The Court’s assessment of the deprivation of freedom about which the applicants complained is at the heart of its decision, since it uses it to minimise all the rights violations described in the request. Thus, without challenging that the material conditions in the Vial camp (Chios) are very poor, the Court dismisses the situation by stating that it is “a semi-open structure, which allowed the occupants to leave the center all day and come back only at night”. Similarly, “even if there was at one time or another a problem of overcrowding” in the Souda camp, the Court argues that “this camp has always been an open structure, which is likely to greatly reduce the possible nuisance linked to overcrowding” .

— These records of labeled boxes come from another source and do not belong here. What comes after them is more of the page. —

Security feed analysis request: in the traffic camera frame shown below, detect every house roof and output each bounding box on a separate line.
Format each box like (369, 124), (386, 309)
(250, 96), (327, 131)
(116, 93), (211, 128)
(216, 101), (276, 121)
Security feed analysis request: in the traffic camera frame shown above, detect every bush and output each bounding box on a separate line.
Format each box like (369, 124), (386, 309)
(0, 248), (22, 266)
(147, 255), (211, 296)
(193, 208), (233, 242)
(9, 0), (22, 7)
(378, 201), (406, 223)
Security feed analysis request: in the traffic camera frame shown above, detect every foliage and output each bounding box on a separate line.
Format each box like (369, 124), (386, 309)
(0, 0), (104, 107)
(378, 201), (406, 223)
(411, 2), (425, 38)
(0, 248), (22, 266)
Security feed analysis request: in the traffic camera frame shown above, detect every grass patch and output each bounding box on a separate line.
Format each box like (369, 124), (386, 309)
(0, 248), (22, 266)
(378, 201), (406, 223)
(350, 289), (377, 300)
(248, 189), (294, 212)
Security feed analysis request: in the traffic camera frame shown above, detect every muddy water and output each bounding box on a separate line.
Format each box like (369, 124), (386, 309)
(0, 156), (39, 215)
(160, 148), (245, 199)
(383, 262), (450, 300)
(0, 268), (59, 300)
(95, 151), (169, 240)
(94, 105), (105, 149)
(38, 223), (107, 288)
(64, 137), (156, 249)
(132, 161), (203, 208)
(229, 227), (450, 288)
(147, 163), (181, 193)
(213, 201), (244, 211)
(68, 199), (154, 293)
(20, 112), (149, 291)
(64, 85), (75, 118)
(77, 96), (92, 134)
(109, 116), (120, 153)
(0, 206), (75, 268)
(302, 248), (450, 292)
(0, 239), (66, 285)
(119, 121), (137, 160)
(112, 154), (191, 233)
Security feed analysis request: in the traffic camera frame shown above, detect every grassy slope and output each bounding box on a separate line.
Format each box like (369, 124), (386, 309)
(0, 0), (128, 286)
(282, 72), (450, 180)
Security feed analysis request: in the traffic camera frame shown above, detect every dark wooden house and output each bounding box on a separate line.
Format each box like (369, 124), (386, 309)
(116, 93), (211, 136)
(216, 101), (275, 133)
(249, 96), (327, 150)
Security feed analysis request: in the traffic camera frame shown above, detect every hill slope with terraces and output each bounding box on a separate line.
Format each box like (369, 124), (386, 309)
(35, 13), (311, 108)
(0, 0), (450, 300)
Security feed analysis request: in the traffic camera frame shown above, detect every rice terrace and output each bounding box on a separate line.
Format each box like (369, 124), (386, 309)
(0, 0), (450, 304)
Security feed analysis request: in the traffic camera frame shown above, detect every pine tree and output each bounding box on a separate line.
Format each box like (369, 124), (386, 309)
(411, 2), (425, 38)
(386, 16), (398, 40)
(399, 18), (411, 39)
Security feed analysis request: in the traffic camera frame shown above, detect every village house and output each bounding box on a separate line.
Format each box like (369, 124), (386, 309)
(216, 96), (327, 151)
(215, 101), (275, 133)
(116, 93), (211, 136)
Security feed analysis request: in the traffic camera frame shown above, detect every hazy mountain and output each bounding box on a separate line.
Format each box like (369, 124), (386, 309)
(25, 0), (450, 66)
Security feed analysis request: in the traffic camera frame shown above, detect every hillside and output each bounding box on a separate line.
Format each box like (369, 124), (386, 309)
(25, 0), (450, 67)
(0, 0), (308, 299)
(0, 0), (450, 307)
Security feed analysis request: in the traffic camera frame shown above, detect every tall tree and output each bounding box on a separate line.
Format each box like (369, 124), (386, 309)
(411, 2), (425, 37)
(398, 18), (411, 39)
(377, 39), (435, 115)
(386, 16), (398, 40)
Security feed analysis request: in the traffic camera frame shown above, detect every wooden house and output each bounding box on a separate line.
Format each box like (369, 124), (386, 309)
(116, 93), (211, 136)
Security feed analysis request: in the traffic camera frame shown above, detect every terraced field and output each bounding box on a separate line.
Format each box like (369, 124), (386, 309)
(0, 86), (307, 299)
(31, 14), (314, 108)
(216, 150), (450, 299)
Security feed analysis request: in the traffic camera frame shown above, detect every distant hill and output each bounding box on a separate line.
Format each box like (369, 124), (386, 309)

In other words, it does not matter, for the ECtHR, that people are forced to live in subhuman conditions in the unhealthy camps of the Chios hotspot, since they can spend some time away from them. And, since they are not officially “detained”, it does not matter either that, in practice, they have no choice but to return to these camps. What does it matter, since, as in the rest of the “archipelago of camps” of the Aegean Sea , they have no right to leave the whole island of Chios, which therefore becomes their jail.
By reproducing, in its decision, the formal façade that the Greek authorities and the European Union use to hide the situation in the hotspots, the ECtHR has thus decided to abandon the victims and to reinforce the hypocrisy of an inhuman policy which encloses displaced people when it should welcome them.
For the past three years, tens of thousands of people have been detained in the five hotspots of the Aegean Sea by the European Union, which is funding Greece to play the role of Europe’s border guard.
As soon as the hotspots were created, Greek associations and NGOs, as well as European and international bodies such as the Office of the United Nations High Commissioner for Refugees (UNHCR), the UN Special Rapporteur for Human Rights of the United Nations, the Council of Europe’s Committee for the Prevention of Torture, and the EU Agency for Fundamental Rights, have repeatedly warned of the numerous rights violations committed in the Greek hotspots. These include reception conditions marked by overcrowding, insecurity, insalubrity and a lack of hygiene, as well as sexual violence, repeated abuse of children’s rights, failure to take into account situations of vulnerability, a limited or non-existent access to information and rights, and the denial of the right of asylum. Countless testimonies, reports and investigations confirm the reality and the actuality of the dramatic situations caused by these violations, which are periodically echoed by the press.